Successful incumbents have the knowledge and resources to lead, but they don’t take action.
So why do the incumbents don’t see the problems as they emerge?
In a brilliant new book, Unrelenting Innovation: How to Build a Culture for Market Dominance, Gerry Tellis explains why this is.
Compilation of thoughts from the book, and some my own.
1. Refusal to Cannibalize Previously Successful Products
Kodak had many of the patents that were the basis for digital photography, but they were protective of its film business.
Microsoft had a model for paid search before Google but was afraid it will kill the banner ad business of MSN.
Sony came out with an MP3 player two years before Apple, but Sony Music was petrified that a successful MP3 player might foster music piracy.
Compare these examples with Gillette’s willingness to, again and again, obsolete successful products.
Now, MOOCs like Coursera, Edx have been facing the disengagement problem for so long. Their refusal to cannibalize existing async certification-based programs with more in sync and engaging, live community learning courses could play out against them.
2. Reluctance to Take Risks
Failure is endemic to innovation, with rates ranging from 50% to 90% at various stages of development and commercialization.

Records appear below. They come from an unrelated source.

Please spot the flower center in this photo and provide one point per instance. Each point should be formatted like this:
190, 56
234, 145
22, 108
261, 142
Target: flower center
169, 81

Home movie and video game rental services giant, Blockbuster Video, was founded in 1985 and arguably one of the most iconic brands in the video rental space. At its peak in 2004, Blockbuster employed 84,300 people worldwide and had 9,094 stores. Unable to transition towards a digital model, Blockbuster filed for bankruptcy in 2010.
In 2000, Netflix approached Blockbuster with an offer to sell their company to Blockbuster for US$50 million. The Blockbuster CEO, was not interested in the offer because he thought it was a "very small niche, risky business" and it was losing money at the time.
3. Inability to Focus on the Future
In the late 1990s and early 2000s, Nokia was the global leader in mobile phones.
With the arrival of the Internet, other mobile companies started understanding how data, not voice, was the future of communication. Nokia didn’t grasp the concept of software and kept focusing on hardware because the management feared alienating current users if they changed too much.
Nokia’s mistake was the fact that they didn’t want to lead the drastic change in user experience. This caused Nokia to develop a mess of an operating system with a bad user experience that just wasn’t a fit on the market.
The company overestimated the strength of its brand and believed they could arrive late in the smartphone game and succeed. In 2007 Steve Jobs launched the iPhone, a phone without a keyboard, which was revolutionary at the time. In 2008 Nokia finally made the decision to compete with Android, but it was too late. Their products weren’t competitive enough.
Even today, there are people who claim that if Nokia had stuck with its own operating systems, instead of embracing the Windows Phone in 2011, it could have succeeded.
4. Lacking Internal Competition for Innovative Ideas
As a result, innovation is stifled.
Silicon Valley is successful in part because of the frenzy of competition for ideas and people. The firms that keep coming up with “big” innovations have found ways to create such energy inside a firm.
For over a decade, HP supported inkjet and laser technologies with competing printing divisions within the company. Each division worked hard to outdo the other, and innovation was the beneficiary.
Any other examples you’d like to share?